Doug Borger spent last Thursday putting together his 185th Xcel 600 Modified car.
“One more car to go, then it’s time to start running the Xcel 600 Modified Series,” Borger said.
Shifting gears without hesitation is what drives Borger and it is why he succeeds.
Now, he has a new iron in the fire.
“I’m looking to buy a piece of property or to buy a track,” Borger said. “It is tough to do, of course, building anything around here is not easily accomplished. But the time is now to move ahead.
“To do it right, I need twenty-five to thirty acres.”
Never one to mince words, Borger’s primary motivating force is his belief that he, quite simply, could do a better job than most of today’s promoters.
“Most tracks don’t promote,” Borger said. “It’s as if they are just standing at the front gate, waiting for the people to come by. Then, they wonder why they aren’t getting crowds.
“There are tracks that are doing well, and its because they understand the business. They understand how part of promoting is treating the spectators and the racers like human beings.”
Borger is also unimpressed with many speedway facilities. “We need kids here, we need women to come to the races and they deserve decent restrooms,” Borger declared.
The idea of having his own track is one that has been well thought out.
“I’d build a dirt track, a big eighth mile on the inside, a big quarter mile on the outside and wide, 110 feet. The only guardrail would be on the homestretch to cut down on wrecks.
“The infield would be a flat concrete pad and we’d run TQ Midgets like they do indoors in the winter on that.
“The degree of banking is something to be considered. The driver in me wants to have the highest banks possible to run wide open. But the promoter in me wants to see a modest banking which I feel allows for more side by side racing and makes for a better show for the fans.
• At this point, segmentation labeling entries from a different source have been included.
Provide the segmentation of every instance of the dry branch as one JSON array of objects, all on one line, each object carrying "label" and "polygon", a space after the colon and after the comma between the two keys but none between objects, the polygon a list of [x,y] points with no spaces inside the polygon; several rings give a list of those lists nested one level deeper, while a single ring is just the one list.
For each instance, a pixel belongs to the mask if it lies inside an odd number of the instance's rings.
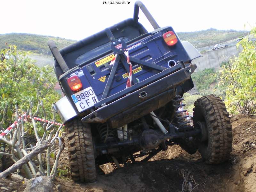
[{"label": "dry branch", "polygon": [[27,155],[23,157],[7,169],[0,173],[0,178],[6,177],[50,145],[51,143],[49,142],[38,145]]}]

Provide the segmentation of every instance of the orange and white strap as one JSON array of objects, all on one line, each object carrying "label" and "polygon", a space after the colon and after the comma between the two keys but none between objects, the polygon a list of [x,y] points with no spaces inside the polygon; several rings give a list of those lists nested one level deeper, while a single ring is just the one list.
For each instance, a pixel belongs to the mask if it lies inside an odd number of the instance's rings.
[{"label": "orange and white strap", "polygon": [[127,62],[130,65],[129,67],[129,75],[128,76],[128,79],[127,80],[127,83],[126,84],[126,87],[125,88],[125,89],[127,89],[132,86],[132,63],[130,62],[130,59],[129,58],[129,53],[128,51],[125,52],[124,54],[126,55],[127,58]]}]

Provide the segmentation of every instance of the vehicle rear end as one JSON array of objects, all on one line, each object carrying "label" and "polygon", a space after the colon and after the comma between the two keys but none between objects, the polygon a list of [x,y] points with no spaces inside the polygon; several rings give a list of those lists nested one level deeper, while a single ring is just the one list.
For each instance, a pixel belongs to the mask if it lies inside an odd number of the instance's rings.
[{"label": "vehicle rear end", "polygon": [[[139,8],[154,31],[138,22]],[[65,123],[74,180],[92,181],[95,164],[133,162],[135,152],[159,152],[166,140],[173,145],[200,132],[179,109],[194,86],[191,61],[201,55],[172,27],[160,28],[140,2],[133,19],[60,51],[48,45],[65,95],[54,108]]]},{"label": "vehicle rear end", "polygon": [[[164,105],[177,89],[183,95],[193,88],[189,66],[192,58],[172,28],[148,33],[130,19],[110,29],[126,46],[132,65],[132,86],[126,87],[129,66],[124,53],[110,76],[113,65],[109,64],[116,53],[105,31],[61,50],[68,70],[63,73],[57,62],[55,69],[73,116],[88,123],[116,119],[120,122],[112,125],[120,126]],[[124,120],[126,114],[135,113],[140,115]]]}]

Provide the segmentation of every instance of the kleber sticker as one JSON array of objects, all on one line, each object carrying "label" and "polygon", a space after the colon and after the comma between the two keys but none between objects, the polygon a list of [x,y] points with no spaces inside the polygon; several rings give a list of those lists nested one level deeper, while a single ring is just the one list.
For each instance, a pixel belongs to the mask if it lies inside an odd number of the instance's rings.
[{"label": "kleber sticker", "polygon": [[99,81],[101,82],[105,82],[105,81],[106,80],[106,76],[103,76],[103,77],[101,77],[100,78],[99,78],[98,79],[99,79]]},{"label": "kleber sticker", "polygon": [[73,77],[74,76],[77,76],[79,77],[83,75],[84,75],[84,72],[82,69],[79,71],[76,71],[70,75],[70,77]]},{"label": "kleber sticker", "polygon": [[95,62],[95,64],[97,67],[101,66],[102,65],[104,65],[106,63],[107,63],[108,61],[110,61],[115,57],[114,54],[112,54],[110,55],[109,55],[108,57],[106,57],[105,58],[103,58],[100,60]]},{"label": "kleber sticker", "polygon": [[[142,68],[141,68],[141,67],[139,67],[137,68],[132,70],[132,73],[133,74],[135,74],[135,73],[136,73],[138,72],[139,72],[141,71],[142,71]],[[124,74],[122,75],[122,76],[123,76],[123,78],[124,79],[127,78],[128,77],[129,75],[129,74],[128,73],[125,73]]]},{"label": "kleber sticker", "polygon": [[131,47],[129,47],[128,48],[127,48],[126,49],[126,50],[127,50],[127,51],[130,51],[131,49],[134,49],[134,48],[135,48],[135,47],[137,47],[138,46],[139,46],[140,45],[140,44],[141,44],[141,43],[137,43],[137,44],[135,44],[134,45],[132,45]]}]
“But that’s in the future,” Borger admits.
The impetus for the creation of the Xcel 600 Modified came from Borger’s prior racing experiences.
He has raced 600 Micros, URC Sprint cars, ARDC and USAC Midgets. While successful in each, he enjoyed the challenges of Midget racing the most. Unfortnately, he walked away from all three disciplines for the same reason: the high costs.
As for the development of the Xcel 600 cars, Borger has expanded his company’s reach by sellling franchises. All told, there will be nearly 140 races scheduled this year. Four tracks will be racing the Xcel 600s weekly: Linda’s and I-88 on Friday nights and Shellhammers and Thunder Mountain on Saturdays. That’s excluding Xcel 600 Modified Touring Series events.
The Xcel cars have also made inroads into New Jersey with Bridgeport Speedway’s quarter mile Spirit Speedway booking six.
Part of the secret to Borger’s success is that the same basic car he started building in 2003 is the same car he sells today.
“No design changes at all to the cars,” Borger said. “But we are always looking at things to build into the cars that make them safer.”
Series race procedures have one major change. Head and neck restraint systems will be mandatory this year for the first time.
Borger promotes safety by offering to buy back from his customers cars that are wrecked beyond repair.
“It takes a lot to wreck one of them realy bad, but I have had three. I take the car from the customer and make them a hot, steaming deal on a new one. Basically, if I can’t fix it, I destroy the car, cut it up,” Borger revealed.
Borger has recently made racing more affordable to those who otherwise would not be able to compete by financing race car purchases.
“The First Niagara Bank just approved our financing plan,” Borger said. “For no money down and $238 per month, you go racing in an Xcel Modified,” Borger announced.